Por: Fidel Lorenzo Merán
La Constitución de la República Dominicana, proclamada en enero de 2010, establece en su primer artículo que el país es un Estado social y democrático de derecho. Esta definición implica la existencia de instituciones sólidas, el respeto irrestricto a los derechos fundamentales y la sujeción de todos, incluyendo al Estado mismo, al imperio de la ley. Sin embargo, a más de una década de esa declaración, muchos se preguntan: ¿es esto una realidad o apenas una aspiración lejana?
El Estado dominicano, lejos de ser garante de los principios constitucionales, ha caído en prácticas sistemáticas que violan su propia Carta Magna. La desobediencia a las decisiones del Tribunal Constitucional (TC) es uno de los síntomas más alarmantes. Sentencias firmes que deberían ser ejecutadas con obligatoriedad, como lo establece la ley, son ignoradas por instituciones públicas sin consecuencia alguna. En este contexto, ¿qué autoridad tiene la Constitución si sus mandatos no se cumplen?
A esta crisis de legalidad se suma la existencia de leyes que siguen vigentes a pesar de estar en contradicción con la Constitución de 2010. En lugar de promover un proceso expedito de adecuación normativa, el Estado ha sido negligente, lo que debilita la coherencia del sistema jurídico y genera inseguridad en la aplicación de justicia.
Otro punto crítico es la falta de independencia real de los poderes del Estado. Ni el Poder Judicial, ni el Legislativo, ni los gobiernos municipales gozan de la autonomía presupuestaria que la misma Constitución les reconoce. Esta dependencia económica del Ejecutivo limita su capacidad de actuar con libertad y debilita el sistema de pesos y contrapesos esencial en toda democracia.

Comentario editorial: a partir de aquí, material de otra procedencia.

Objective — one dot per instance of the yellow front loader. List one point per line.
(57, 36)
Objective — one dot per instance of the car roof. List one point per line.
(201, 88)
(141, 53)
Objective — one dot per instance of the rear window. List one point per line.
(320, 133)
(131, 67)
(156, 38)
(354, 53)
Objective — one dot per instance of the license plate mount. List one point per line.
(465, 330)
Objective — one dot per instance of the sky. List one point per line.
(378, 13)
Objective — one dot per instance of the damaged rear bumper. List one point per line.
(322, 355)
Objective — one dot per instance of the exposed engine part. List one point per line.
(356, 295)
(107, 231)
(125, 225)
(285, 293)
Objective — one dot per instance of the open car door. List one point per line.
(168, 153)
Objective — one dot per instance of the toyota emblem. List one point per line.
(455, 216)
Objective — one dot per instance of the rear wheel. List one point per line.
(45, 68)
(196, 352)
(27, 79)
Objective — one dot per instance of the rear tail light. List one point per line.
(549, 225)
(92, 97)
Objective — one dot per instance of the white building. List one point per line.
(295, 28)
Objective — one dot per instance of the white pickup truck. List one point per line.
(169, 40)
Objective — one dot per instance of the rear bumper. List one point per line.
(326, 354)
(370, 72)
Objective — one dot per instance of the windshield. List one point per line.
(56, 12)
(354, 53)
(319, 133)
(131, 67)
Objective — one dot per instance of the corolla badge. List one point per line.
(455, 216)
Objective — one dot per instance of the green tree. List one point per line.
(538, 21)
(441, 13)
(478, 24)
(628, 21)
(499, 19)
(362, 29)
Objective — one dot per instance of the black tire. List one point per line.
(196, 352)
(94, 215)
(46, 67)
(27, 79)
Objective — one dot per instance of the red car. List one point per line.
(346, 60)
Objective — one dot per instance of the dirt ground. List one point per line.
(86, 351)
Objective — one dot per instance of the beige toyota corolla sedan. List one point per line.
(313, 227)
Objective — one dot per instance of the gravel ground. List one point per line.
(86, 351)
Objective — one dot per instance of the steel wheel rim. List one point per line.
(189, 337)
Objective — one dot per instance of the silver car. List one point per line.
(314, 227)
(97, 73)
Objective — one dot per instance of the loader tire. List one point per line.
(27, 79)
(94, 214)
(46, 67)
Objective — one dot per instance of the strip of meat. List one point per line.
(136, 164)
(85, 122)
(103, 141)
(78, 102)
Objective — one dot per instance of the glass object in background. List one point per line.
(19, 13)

En la práctica, el modelo de gobierno dominicano se sigue rigiendo bajo una fuerte lógica presidencialista, donde el poder se concentra en el Ejecutivo, a menudo por encima de las instituciones y de la Constitución misma. Esta realidad contradice los fundamentos de un Estado constitucional, donde la supremacía de la Carta Magna debe ser inviolable y donde todos los poderes públicos están sometidos a sus disposiciones.
La República Dominicana necesita con urgencia una transformación institucional profunda. No basta con proclamar un Estado democrático de derecho: hay que construirlo y defenderlo. Esto implica garantizar el respeto a las leyes, cumplir las decisiones de los tribunales, adecuar el marco normativo a los principios constitucionales y asegurar la independencia real de los poderes públicos.
Más que una reforma superficial, lo que se requiere es un cambio de paradigma: pasar de un Estado presidencialista, centrado en la figura del mandatario de turno, a un verdadero Estado constitucional, donde la ley y la Constitución estén por encima de cualquier persona o institución. Solo así podremos dejar de ser un Estado que actúa al margen de la legalidad para convertirnos, finalmente, en una nación de derecho.